J’ai ensuite rencontré le réalisateur Olivier Panchot et cette rencontre a été déterminante. Je fais très attention aux réalisateurs avec lesquels je travaille. Je considère qu’un bon réalisateur peut réussir un film en partant d’un mauvais scénario, tandis qu’un mauvais réalisateur peut surtout rater un très bon scénario. Je suis donc très attentif à la personne qui porte le film.
Olivier est quelqu’un d’extrêmement habité, il savait exactement ce qu’il voulait faire. J’ai senti que c’était son film et que je n’avais plus qu’à lui faire confiance et à le suivre. Il est très doué dans la mise en scène. Il y a des scènes, notamment celle du carambolage, qui sont compliquées à réaliser, et je trouve qu’il s’en est extrêmement bien sorti, d’autant plus que ce n’est pas un film à gros budget.

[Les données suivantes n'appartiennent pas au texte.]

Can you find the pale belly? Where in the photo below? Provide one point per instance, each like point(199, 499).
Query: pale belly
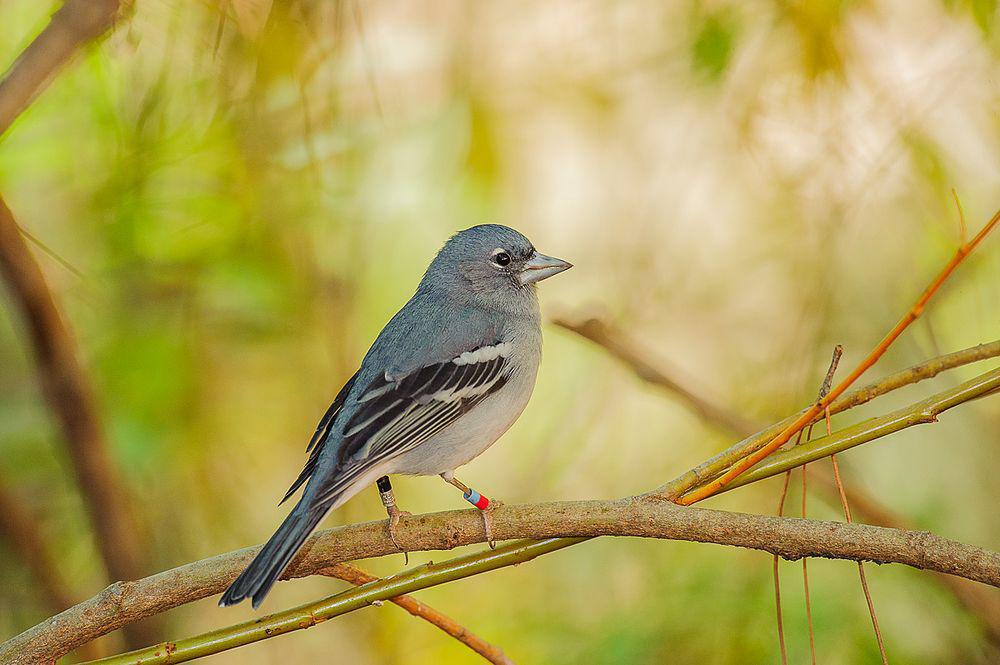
point(472, 434)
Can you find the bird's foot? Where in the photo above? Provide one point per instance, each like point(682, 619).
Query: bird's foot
point(394, 514)
point(487, 514)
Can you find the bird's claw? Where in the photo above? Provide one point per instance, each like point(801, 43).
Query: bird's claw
point(487, 514)
point(394, 515)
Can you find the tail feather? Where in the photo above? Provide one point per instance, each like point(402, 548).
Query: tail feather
point(274, 557)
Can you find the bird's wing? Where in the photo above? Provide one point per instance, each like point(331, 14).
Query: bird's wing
point(395, 414)
point(321, 436)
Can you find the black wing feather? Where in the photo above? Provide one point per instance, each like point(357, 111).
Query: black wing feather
point(320, 436)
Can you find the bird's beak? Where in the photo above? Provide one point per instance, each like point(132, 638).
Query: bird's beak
point(540, 267)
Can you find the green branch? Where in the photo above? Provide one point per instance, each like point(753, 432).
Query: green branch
point(618, 522)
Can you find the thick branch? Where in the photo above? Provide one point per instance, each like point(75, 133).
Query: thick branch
point(786, 537)
point(68, 392)
point(76, 23)
point(125, 602)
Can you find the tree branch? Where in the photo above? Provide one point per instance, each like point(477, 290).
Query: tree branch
point(789, 538)
point(748, 458)
point(125, 602)
point(68, 391)
point(357, 577)
point(76, 23)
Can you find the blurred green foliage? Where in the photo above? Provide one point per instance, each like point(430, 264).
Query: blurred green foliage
point(741, 185)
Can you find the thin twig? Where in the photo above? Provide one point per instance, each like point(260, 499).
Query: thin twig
point(805, 575)
point(961, 217)
point(75, 24)
point(750, 459)
point(824, 389)
point(357, 577)
point(777, 580)
point(861, 566)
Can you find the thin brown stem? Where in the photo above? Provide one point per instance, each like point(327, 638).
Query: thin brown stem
point(75, 24)
point(357, 577)
point(805, 578)
point(861, 566)
point(777, 581)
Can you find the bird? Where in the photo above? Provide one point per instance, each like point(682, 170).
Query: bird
point(444, 379)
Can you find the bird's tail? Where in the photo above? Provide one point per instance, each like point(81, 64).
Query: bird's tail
point(274, 557)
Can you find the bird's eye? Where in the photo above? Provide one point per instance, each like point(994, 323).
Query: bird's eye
point(501, 258)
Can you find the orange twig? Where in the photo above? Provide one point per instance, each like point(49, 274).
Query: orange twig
point(810, 414)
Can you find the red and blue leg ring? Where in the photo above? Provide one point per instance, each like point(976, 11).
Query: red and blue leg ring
point(476, 499)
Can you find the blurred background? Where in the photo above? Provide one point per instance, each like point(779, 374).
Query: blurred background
point(232, 209)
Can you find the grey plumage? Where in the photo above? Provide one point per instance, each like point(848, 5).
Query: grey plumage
point(446, 377)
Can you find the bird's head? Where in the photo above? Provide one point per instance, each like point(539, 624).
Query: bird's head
point(495, 263)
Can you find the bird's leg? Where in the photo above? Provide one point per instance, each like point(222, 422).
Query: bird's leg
point(389, 501)
point(479, 501)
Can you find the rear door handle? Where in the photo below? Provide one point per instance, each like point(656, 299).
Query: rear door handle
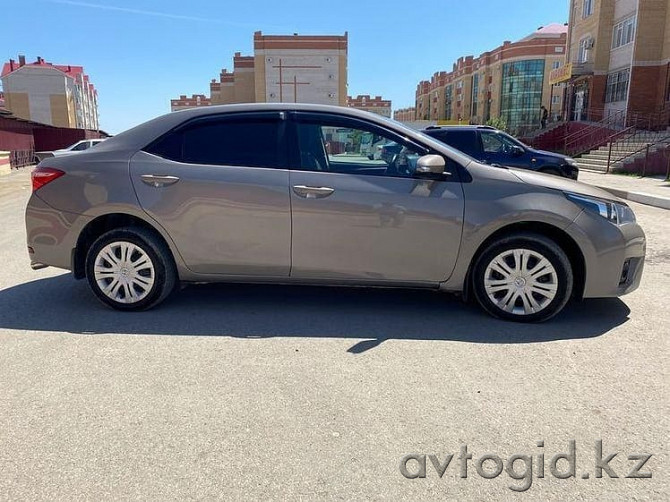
point(312, 192)
point(158, 180)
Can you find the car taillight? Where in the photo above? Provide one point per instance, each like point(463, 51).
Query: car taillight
point(44, 175)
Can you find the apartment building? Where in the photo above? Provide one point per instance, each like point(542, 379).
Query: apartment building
point(405, 114)
point(511, 82)
point(183, 102)
point(286, 69)
point(376, 104)
point(58, 95)
point(619, 58)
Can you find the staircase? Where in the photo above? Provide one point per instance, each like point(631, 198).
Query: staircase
point(624, 150)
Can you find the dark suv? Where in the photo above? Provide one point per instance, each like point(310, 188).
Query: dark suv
point(491, 146)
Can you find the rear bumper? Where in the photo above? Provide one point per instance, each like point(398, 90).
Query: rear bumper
point(51, 234)
point(614, 255)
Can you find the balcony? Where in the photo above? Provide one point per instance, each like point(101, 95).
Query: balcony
point(585, 68)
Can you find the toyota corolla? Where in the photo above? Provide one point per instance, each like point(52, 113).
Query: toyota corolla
point(289, 193)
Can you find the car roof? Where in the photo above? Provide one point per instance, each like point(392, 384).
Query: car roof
point(138, 137)
point(458, 128)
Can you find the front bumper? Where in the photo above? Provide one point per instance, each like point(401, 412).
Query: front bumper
point(613, 255)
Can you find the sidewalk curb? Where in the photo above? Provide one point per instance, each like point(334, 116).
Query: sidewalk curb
point(641, 197)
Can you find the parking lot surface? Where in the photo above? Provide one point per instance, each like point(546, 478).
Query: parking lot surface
point(300, 393)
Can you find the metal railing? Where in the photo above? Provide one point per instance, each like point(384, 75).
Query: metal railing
point(641, 141)
point(595, 133)
point(21, 158)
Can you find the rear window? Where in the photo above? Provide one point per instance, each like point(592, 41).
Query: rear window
point(246, 143)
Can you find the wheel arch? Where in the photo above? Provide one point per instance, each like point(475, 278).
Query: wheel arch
point(559, 236)
point(102, 224)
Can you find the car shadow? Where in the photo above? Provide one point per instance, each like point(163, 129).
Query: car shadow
point(61, 304)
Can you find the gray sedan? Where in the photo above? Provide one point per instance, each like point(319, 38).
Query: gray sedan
point(289, 193)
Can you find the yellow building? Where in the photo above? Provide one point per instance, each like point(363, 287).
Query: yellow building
point(58, 95)
point(287, 69)
point(510, 82)
point(619, 53)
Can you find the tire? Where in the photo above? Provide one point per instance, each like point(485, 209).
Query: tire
point(512, 282)
point(139, 279)
point(553, 172)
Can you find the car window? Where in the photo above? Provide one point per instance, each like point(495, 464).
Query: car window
point(494, 142)
point(343, 146)
point(465, 141)
point(248, 142)
point(81, 146)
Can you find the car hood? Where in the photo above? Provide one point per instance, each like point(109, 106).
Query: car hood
point(563, 184)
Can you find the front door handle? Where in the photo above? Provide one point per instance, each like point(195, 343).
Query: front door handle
point(158, 180)
point(312, 192)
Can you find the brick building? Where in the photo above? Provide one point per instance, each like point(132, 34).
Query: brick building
point(619, 57)
point(59, 95)
point(405, 114)
point(183, 102)
point(510, 82)
point(375, 104)
point(287, 69)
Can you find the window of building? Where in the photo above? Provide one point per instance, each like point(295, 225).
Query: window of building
point(624, 32)
point(617, 86)
point(448, 101)
point(587, 8)
point(475, 93)
point(245, 142)
point(521, 93)
point(585, 46)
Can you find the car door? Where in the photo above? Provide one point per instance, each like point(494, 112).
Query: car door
point(501, 150)
point(219, 187)
point(359, 217)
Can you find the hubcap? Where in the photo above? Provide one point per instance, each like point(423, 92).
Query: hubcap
point(124, 272)
point(521, 281)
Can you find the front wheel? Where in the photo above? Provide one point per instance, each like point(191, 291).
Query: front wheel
point(130, 269)
point(523, 277)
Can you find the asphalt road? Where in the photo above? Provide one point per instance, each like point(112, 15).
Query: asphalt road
point(286, 393)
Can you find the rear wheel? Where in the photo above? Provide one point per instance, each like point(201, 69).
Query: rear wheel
point(130, 269)
point(552, 171)
point(523, 277)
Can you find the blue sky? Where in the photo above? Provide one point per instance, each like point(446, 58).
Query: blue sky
point(141, 53)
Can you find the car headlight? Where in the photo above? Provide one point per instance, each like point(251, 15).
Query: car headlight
point(615, 212)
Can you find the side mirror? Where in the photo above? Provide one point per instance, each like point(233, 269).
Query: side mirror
point(430, 164)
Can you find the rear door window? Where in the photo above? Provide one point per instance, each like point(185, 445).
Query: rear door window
point(236, 141)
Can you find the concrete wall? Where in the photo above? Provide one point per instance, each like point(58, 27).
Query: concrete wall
point(43, 86)
point(318, 81)
point(5, 168)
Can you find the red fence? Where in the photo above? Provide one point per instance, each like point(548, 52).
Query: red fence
point(23, 137)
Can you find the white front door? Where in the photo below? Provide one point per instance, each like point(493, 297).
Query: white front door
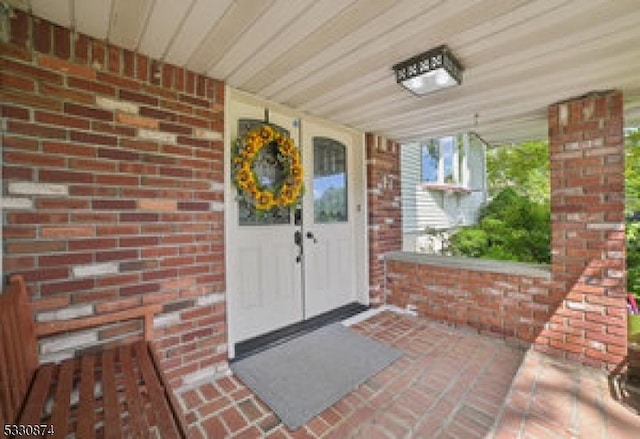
point(328, 225)
point(265, 270)
point(272, 282)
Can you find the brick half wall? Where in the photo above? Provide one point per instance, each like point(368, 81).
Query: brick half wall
point(495, 297)
point(113, 191)
point(577, 310)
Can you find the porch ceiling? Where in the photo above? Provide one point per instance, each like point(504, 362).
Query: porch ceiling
point(333, 58)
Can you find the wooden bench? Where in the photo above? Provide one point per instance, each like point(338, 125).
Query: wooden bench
point(118, 392)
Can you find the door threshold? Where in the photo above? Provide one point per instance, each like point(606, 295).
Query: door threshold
point(263, 342)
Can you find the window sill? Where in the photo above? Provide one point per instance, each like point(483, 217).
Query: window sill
point(446, 188)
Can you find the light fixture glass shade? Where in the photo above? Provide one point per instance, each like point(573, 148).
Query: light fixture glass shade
point(430, 71)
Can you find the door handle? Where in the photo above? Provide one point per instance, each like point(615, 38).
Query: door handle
point(297, 239)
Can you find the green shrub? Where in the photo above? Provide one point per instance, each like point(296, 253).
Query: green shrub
point(633, 258)
point(510, 227)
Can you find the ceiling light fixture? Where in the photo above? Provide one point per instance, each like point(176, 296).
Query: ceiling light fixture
point(430, 71)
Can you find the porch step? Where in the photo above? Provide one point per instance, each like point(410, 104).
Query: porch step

Et puis, pour ce film il était porté par un sujet intime, et il a su l’amener - sans tomber dans le pathos - dans un film de genre. Le sujet du film est le rapport qu’Olivier a avec l’Algérie puisqu’il est enfant de pied-noir. Le film est une allégorie de la France et des rapports qu’elle entretient avec ses guerres et entre autres, avec la guerre d’Algérie. D’ailleurs Olivier avait déjà mis en scène un documentaire sur l’Algérie où il allait à la recherche de son histoire et de celle de ses parents. Donc quand on a un réalisateur qui arrive avec un film de genre avec autant de promesses et en plus avec quelque chose de très personnel, moi ça me touche.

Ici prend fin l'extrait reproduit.